There are a number of reasons as to why Mass is so impactful, and it is not just because of the subject being discussed. However, let me address this first, as it is something which is very important for the movie.
The topic of school shootings is one which is very emotive and sadly, ever-present. Finding a way to speak about the subject is difficult, because once the tragedy has been addressed, it can be easy for the conversation to slip into the ‘whys’ and ‘hows’ of the incident.
This then causes the topic of gun control to arise, and this topic often divides opinion. And once opinions are split, further discussions often stall as opposing sides refuse to budge on their beliefs.
Mass does touch upon some of the ‘whys’ and ‘hows’, and ever-so briefly moves into the realm of gun control and ownership, but this movie is not about these topics. At its core, this film is about people expressing their feelings about their children, while pouring out their anger and sadness over their loss.
This film isn’t about one side of the story, it is about exploring feelings and experiences from two different angles. It asks the question: How do both families come to terms with what’s happened, when neither parent pulled the trigger?
The reasons as to why tragic incidents take place, or what the country is doing about such tragedies, is incredibly important, but this film wants to exist just below all that noise, to offer a frank, open, and honest line of dialogue about the pain. There are no answers here, and there is no resolution – there is only exploration and words.
By having a discussion which is contained to personal accounts, the film is able to maintain its focus. And by doing this, it gets to the crux of the conversation, without getting lost along the way.

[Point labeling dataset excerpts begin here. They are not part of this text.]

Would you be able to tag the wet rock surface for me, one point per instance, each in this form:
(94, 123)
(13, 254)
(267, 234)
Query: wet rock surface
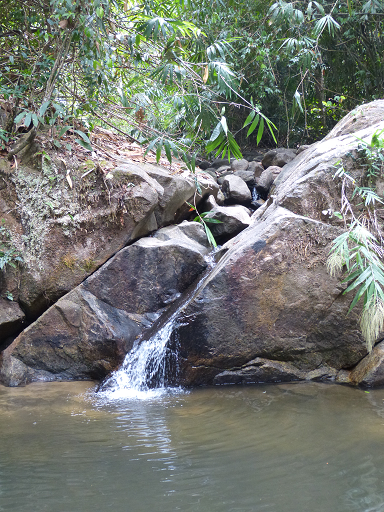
(268, 312)
(87, 333)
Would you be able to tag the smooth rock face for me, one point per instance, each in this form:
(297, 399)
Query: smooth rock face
(264, 183)
(247, 176)
(370, 371)
(256, 168)
(66, 240)
(235, 190)
(279, 157)
(239, 165)
(233, 219)
(87, 333)
(270, 297)
(11, 318)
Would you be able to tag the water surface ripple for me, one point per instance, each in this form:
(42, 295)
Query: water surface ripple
(302, 447)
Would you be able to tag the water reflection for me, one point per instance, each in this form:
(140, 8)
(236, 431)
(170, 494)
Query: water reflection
(292, 448)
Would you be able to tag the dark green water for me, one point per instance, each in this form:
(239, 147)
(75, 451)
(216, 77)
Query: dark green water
(284, 448)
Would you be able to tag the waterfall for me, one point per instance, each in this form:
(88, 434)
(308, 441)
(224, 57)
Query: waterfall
(144, 371)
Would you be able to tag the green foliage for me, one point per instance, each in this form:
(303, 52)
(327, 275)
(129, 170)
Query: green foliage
(358, 250)
(307, 63)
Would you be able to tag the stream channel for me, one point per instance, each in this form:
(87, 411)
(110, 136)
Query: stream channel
(299, 447)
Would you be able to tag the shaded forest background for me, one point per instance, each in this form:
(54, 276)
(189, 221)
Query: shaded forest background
(185, 76)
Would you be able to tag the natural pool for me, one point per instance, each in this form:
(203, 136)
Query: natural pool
(302, 447)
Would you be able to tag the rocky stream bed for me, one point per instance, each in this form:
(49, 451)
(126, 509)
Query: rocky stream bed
(106, 253)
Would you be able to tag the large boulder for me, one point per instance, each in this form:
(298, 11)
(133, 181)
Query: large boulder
(87, 332)
(307, 184)
(270, 311)
(230, 220)
(279, 157)
(271, 297)
(235, 190)
(12, 318)
(67, 221)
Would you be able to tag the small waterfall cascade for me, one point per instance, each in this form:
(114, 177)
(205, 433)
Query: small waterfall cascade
(145, 370)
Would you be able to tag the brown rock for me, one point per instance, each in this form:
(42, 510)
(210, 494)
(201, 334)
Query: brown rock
(271, 297)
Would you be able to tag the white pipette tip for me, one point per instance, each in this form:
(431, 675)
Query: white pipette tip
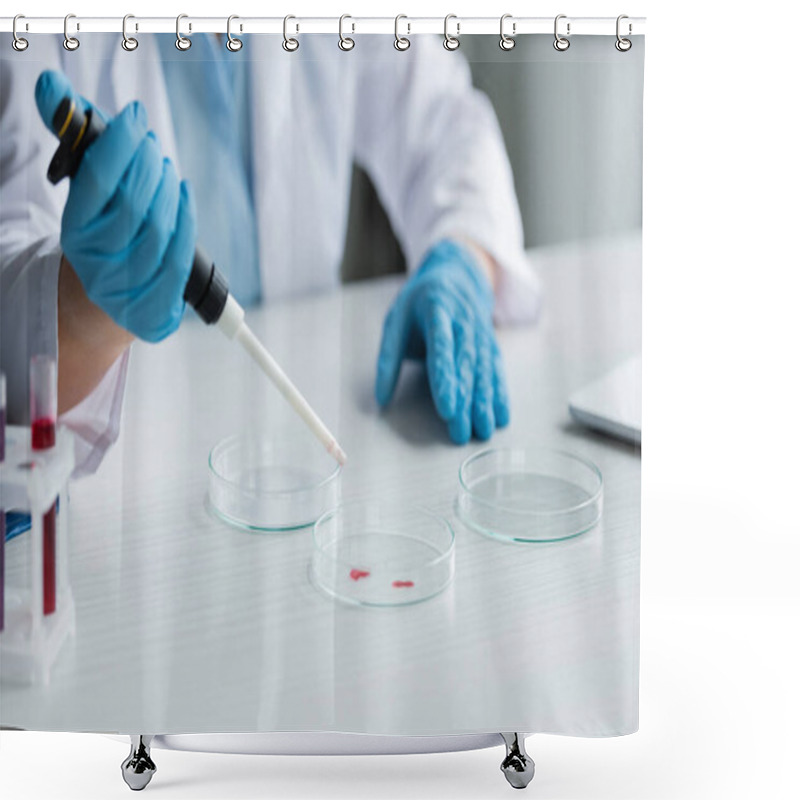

The next reason as to why Mass works so well is because of the setting – almost the entire film takes place in one room, and with just the four core characters. By making the environment intimate, and by removing all distractions, the film has no place to go other than into a deep conversation.
It is a simple storytelling technique, but one which is incredibly effective. The room acts as a place in which anything can be said, no topic is out of bounds, and so long as the families are here, they have the opportunity to speak their minds.
It is a controlled environment, but one which is private. And it is in this privacy that both families are able to conduct open dialogue, which in turn brings so much to the surface.
Writer/director Fran Kranz has looked at this story on paper and has looked at it behind the camera, and has found a way to ensure every moment counts, and a large part of this is because of the setting. Had this film taken place in a different environment, then I would argue it would not work so well.
The final reason why Mass is as good as it is, is down to the casting. With such a small ensemble, it is important for all of the players to be at the top of their game, and that’s exactly what you get with the four leads.
Every actor in this film is superb, so it is difficult to signal anyone out. However, Ann Dowd and Martha Plimpton are so moving in their portrayal as grief-stricken mothers, that I have to highlight their performances.
Not only do these actors convey their feelings through their words, but also through their expressions and through their movements. No gesture is wasted, no look is lost – everything they bring to their respective characters is incredible.
The pain is etched in every fibre of their being. This is smart casting.
I’m not going to tell you to rush to see Mass, as I feel you will gravitate toward it when you are ready, but please do watch it. What you will find is a compelling, impressive picture, which brings so much to the table.
As previously mentioned, there are no answers to the conversations in this film, but there is plenty of dialogue and that is often the best starting point. Mass isn’t attempting to be the beginning or the end when it comes to tragedy and grief, merely an important stepping stone along the way.
I’ll reiterate what I said earlier, this is an incredibly powerful picture. Do see it, when you can.